Die Zeitebenen löst sie durch pointierte Epochenbrüche auf, indem sie Bradamantes Begleiter Melisso (Johannes Seokhoon Moon) Selfies mit einem Smartphone aufnehmen und den eifersüchtigen Oronte mit einer Pistole auf Ricchiardo alias Bradamante zielen lässt. Damit sind deutliche Verlängerungen in die Gegenwart gezogen, ohne die Handlung zwecks Aktualisierung verbiegen zu müssen.

Auch die Personenregie erfolgt eher psycho- denn mythologisch. Alcina ist eine kühl kalkulierende Person, der man die baldige Verwandlung des liebestrunkenen Ruggiero in ein Tier durchaus zutraut. Auch in der Niederlage wird sie nicht zur irrationalen Furie, sondern versucht, die Katastrophe rational zu verarbeiten. Bradamante erinnert eher an eine Revolutionärin des 20. Jahrhunderts denn an eine weinend nach dem verlorenen Geliebten suchende Frau des Barock. Diese Bradamante braucht keinen Aufpasser Melisso, sie beherrscht die Situation allein. Morgana (Mercedes Arcuri) ist tatsächlich Alcinas Schwester „im Geiste“, indem sie kühl kalkulierend nach der besten Liaison sucht, und da ist der junge, dynamische Ricchiardo alias Bradamante gegenüber dem schon leicht abgewrackten Oronte (Ricardo Garcia) eindeutig im Vorteil. Und auch sie plagen keine mythischen Ängste, sondern eher die Furcht, den Kürzeren zu ziehen.

Ensemble

Das Problem an dieser „weichen“ Aktualisierung ist jedoch, dass sie nicht durchschlagend wirkt, sondern als Accessoire einer barocken Märchenoper daherkommt. So verliert Händels Oper ein wenig von dem märchenhaften Flair, gewinnt aber dafür nicht an gesellschaftlicher Schärfe. Denn für letzteres fehlen die konkreten Anknüpfungspunkte im Libretto. Es bleibt halt eine Komödie des Begehrens und der Eifersucht und der damit einhergehenden Verwirrungen und Aggressionen. Der Chor leistet dabei noch den deutlichsten Beitrag, indem er lange Zeit lautlos als verwandelte Geister in verschiedenen Konstellationen und mit maskierten Gesichtern die Bühne ausfüllt und nach der Befreiung in eine freudige Ohnmacht verfällt.
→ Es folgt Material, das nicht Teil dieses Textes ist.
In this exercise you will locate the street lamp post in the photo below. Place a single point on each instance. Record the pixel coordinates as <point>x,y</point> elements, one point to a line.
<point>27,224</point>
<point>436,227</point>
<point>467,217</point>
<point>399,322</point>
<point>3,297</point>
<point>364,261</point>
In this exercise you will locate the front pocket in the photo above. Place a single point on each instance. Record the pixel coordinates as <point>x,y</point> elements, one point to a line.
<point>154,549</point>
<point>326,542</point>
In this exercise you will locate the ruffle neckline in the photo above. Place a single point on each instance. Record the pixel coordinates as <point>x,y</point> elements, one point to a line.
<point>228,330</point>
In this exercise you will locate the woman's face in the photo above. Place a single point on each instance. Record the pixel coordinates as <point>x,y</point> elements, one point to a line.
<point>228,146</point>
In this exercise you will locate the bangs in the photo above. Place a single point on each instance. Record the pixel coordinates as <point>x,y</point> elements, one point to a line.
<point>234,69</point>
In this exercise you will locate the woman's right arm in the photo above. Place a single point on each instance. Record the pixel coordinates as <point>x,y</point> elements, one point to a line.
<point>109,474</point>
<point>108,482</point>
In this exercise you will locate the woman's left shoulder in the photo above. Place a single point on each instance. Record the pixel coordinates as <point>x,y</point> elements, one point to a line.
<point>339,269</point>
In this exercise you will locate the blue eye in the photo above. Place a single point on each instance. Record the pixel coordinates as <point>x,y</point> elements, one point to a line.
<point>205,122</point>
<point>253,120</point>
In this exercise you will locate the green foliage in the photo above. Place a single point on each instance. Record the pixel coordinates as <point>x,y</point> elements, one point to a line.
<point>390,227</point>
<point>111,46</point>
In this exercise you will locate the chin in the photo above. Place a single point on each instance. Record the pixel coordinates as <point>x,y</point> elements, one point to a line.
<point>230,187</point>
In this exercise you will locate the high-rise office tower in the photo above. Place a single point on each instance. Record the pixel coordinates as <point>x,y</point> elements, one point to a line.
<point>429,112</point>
Später wird der dann – fast wie Beethovens Gefangenenchor – seine neu gewonnene Freiheit auch sängerisch feiern.

Die sängerischen Leistungen sind beeindruckend, wobei Ana Durlovski wegen ihrer darstellerischen und sängerischen Variationsbreite als erste zu nennen ist. Aber Solgerd Isalv, Mercedes Arcuri und Lena Sutor-Wernich stehen ihr kaum nach, auch wenn sie nicht die großen Solo-Auftritte zu bewältigen haben. Dagegen absolviert Karola Sophia Schmid ihre Arie mit Bravour.
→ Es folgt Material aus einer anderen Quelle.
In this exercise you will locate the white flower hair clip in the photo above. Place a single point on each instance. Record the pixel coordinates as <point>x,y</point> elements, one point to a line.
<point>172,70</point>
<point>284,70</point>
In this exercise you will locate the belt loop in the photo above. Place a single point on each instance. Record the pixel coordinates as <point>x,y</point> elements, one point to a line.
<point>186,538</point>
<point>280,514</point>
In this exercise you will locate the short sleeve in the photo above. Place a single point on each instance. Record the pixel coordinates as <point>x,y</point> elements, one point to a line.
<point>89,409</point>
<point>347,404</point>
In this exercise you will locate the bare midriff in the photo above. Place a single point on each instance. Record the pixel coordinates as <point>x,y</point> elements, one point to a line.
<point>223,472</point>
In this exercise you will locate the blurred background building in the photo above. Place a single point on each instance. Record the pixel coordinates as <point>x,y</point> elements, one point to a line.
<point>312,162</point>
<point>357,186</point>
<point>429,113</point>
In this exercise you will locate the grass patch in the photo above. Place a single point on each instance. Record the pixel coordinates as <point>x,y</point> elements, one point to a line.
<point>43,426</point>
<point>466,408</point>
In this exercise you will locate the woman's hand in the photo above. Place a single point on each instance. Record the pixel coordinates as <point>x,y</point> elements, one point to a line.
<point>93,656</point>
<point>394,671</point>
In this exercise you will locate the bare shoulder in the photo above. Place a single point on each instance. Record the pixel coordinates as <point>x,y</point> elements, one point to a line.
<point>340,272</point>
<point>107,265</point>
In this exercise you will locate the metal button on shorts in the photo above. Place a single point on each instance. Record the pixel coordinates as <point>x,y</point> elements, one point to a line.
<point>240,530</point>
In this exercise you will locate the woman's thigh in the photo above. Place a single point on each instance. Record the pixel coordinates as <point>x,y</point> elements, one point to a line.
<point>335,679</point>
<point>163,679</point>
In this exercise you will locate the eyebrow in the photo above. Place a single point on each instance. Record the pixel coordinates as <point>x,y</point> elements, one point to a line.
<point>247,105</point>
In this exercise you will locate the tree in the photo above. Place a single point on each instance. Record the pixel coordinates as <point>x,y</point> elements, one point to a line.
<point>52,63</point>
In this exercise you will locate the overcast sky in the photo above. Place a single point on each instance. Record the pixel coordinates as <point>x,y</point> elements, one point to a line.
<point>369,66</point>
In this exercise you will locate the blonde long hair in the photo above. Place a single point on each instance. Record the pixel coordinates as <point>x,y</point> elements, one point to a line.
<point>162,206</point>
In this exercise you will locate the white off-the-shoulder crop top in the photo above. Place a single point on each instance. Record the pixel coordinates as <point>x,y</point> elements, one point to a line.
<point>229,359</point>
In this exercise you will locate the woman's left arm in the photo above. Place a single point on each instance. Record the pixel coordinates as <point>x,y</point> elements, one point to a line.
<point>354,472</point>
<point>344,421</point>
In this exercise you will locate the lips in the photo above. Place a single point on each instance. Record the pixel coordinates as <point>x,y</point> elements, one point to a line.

Ricardo Garcia, Juliana Zara und Karola Sophia Schmid

Angenehm fällt auch auf, dass die Stimmen grundsätzlich nicht verstärkt werden. Dadurch entsteht eine fast kammermusikalische Atmosphäre, die auch vom Orchester durch entsprechende Zurückhaltung befördert wird. Man war sich wohl der Tatsache bewusst, dass diese Barockopern schon aus technischen Gründen kammermusikalische Züge trugen, und wollte diese Tradition auf jeden Fall fortsetzen. Das ist angesichts der klagenden und das Leid ertragenden Grundstimmung der Barockmusik auch zu begrüßen. Lautstärke um ihrer selbst willen wäre hier kontraproduktiv gewesen.

Das Publikum nahm diese Inszenierung mit großer Zustimmung auf und spendete anhaltenden Beifall.